I know it isn't 2019 just yet, with my timezone and everything but I know that as soon as I blink, a new year will be already here. Time keeps flying and it hasn't stopped yet but that's life, right?
I am bitter-sweet about 2018--it started out pretty horrible but it's ending fairly okay. I am not going to keep you reading a long detailed post about silly resolutions or things that could have been but didn't...no, it's no use to ponder on the "what ifs" and "should haves", in my honest opinion but I know what I know now and I can waltz into 2019 with a better sense of judgement and so much more knowledge.
If ever a year was made up of battling and fighting--2018 was definitely mine. I fought to get to where I am and truth being told, I am still fighting. I fought against negative forces trying to bring me down and belittle me and mine. Negativity in the beginning of the year, negativity in the middle--it wasn't until I decided to continue to fight for my own best interest, that everything started to change. I was at a point where giving up felt a decent idea...but something in me, with the help of my family and friends, kicked me back into shape and kept me moving forward. Now, I have so much to look forward to. I haven't even acknowledged what I'm talking about due to fear of saying something too soon and having things fail. But all I will say is that me and my brother are working, have been working, on some amazing things for this near future. Our skills and talents have been recognized by a few companies and we are coming together to see where this future takes us.

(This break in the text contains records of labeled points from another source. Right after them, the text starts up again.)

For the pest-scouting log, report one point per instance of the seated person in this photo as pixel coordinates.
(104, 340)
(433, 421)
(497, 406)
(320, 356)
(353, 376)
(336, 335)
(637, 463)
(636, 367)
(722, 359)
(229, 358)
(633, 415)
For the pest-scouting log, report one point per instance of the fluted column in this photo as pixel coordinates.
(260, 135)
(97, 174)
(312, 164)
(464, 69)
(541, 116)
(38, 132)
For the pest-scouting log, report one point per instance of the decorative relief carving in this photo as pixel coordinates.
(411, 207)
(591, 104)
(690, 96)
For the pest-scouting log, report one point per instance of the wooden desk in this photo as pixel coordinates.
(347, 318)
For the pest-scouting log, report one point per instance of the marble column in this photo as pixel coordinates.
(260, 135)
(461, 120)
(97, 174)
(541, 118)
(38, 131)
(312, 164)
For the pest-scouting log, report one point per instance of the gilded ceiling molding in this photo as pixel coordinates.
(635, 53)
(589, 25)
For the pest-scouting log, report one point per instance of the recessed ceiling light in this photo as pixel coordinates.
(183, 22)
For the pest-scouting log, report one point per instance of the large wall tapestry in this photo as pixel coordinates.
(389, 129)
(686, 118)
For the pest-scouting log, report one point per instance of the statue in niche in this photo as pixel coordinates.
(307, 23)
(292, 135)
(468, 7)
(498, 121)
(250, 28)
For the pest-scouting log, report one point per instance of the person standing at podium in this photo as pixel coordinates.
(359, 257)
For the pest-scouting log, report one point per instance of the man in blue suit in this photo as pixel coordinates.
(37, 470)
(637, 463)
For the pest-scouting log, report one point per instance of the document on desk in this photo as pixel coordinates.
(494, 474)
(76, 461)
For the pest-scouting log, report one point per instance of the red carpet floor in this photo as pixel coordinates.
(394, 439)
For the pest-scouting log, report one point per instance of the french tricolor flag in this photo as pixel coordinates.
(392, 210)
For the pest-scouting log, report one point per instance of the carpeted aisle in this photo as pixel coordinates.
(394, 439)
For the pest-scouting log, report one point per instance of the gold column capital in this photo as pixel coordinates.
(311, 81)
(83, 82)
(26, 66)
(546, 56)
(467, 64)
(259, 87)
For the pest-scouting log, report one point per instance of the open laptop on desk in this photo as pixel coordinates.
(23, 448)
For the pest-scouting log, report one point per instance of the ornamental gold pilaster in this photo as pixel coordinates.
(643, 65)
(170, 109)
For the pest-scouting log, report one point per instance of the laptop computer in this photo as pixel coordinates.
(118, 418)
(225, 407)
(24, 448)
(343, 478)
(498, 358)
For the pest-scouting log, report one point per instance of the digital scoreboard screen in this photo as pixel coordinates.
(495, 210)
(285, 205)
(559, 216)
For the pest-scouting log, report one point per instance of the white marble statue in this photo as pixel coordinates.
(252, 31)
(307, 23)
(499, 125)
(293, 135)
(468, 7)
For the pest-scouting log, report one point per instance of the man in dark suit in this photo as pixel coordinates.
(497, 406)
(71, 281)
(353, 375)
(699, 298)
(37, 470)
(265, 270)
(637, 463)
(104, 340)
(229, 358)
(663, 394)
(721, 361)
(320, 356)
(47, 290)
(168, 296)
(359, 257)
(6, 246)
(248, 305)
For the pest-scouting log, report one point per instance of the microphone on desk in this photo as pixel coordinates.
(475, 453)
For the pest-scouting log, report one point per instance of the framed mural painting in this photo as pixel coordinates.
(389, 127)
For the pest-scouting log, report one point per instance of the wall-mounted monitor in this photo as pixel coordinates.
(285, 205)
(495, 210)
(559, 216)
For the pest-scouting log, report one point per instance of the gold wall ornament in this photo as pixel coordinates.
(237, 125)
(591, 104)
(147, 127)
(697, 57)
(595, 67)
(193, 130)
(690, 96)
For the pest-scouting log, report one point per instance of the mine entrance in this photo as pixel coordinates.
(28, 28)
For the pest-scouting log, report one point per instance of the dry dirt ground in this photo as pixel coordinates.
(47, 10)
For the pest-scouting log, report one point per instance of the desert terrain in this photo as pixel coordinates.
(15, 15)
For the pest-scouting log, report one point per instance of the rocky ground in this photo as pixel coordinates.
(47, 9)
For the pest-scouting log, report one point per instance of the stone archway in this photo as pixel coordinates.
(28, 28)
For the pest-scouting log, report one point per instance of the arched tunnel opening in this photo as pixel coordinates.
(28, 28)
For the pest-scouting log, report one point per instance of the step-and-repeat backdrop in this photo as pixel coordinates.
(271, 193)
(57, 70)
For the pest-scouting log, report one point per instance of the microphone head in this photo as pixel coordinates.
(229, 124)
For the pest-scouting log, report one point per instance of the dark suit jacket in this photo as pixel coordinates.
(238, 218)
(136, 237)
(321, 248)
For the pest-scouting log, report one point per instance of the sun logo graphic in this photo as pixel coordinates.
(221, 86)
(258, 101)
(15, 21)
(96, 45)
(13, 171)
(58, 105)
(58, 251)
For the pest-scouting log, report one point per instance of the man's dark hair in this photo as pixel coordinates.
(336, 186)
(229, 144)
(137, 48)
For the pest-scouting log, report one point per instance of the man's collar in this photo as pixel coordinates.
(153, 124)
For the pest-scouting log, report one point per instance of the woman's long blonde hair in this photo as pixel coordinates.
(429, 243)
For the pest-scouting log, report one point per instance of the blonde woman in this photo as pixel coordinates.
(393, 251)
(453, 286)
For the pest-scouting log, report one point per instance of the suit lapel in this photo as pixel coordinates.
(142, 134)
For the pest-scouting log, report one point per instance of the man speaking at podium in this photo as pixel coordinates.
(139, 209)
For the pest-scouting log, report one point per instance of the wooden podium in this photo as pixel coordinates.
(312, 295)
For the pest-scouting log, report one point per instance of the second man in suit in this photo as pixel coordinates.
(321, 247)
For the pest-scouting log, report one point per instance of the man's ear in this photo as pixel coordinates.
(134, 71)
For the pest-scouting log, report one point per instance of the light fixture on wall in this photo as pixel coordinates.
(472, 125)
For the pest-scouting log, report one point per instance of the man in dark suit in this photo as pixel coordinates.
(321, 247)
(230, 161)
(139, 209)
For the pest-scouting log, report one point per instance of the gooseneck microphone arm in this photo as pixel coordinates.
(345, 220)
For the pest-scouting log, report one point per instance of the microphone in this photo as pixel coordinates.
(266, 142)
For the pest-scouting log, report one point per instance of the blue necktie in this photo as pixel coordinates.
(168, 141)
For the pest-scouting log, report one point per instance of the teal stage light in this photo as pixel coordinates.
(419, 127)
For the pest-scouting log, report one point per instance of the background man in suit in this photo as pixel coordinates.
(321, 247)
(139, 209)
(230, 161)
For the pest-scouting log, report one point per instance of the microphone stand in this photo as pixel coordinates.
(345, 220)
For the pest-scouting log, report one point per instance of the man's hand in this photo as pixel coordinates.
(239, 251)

I may not be entirely free from harms way but I know that if I can go through the bullshit I had to endure in years previous, I can go through anything! I know 2019 will be better for me and mine because only until now has a fire been lit under me to want to make a change and take my craft/skills/hobbies/talents seriously. Aside from physical skills and things of this nature--I also know who is around at this very moment, those who make a difference in my life and those who shine hope down on me...I know who you are and I just want to say I appreciate your efforts, deeply.
Thank you for being here, for as long as we've known each other! Thank you for putting up with me, supporting me and inspiring me to be a better artist each and every day. Some don't see "likes" as anything other than food for attention hungry people to obtain...but I can't stress how GREAT it feels to see them on my work, to look at it being appreciated. The comments telling me how great it is or how I blew them away. It really makes me feel good to know that someone, across the globe even, seen my work and loves it...instead of just making it in my bedroom and pinning it on my bedroom walls for no one to ever see. lol
But enough with the sappy stuff, let's hold our heads up high and embrace 2019!!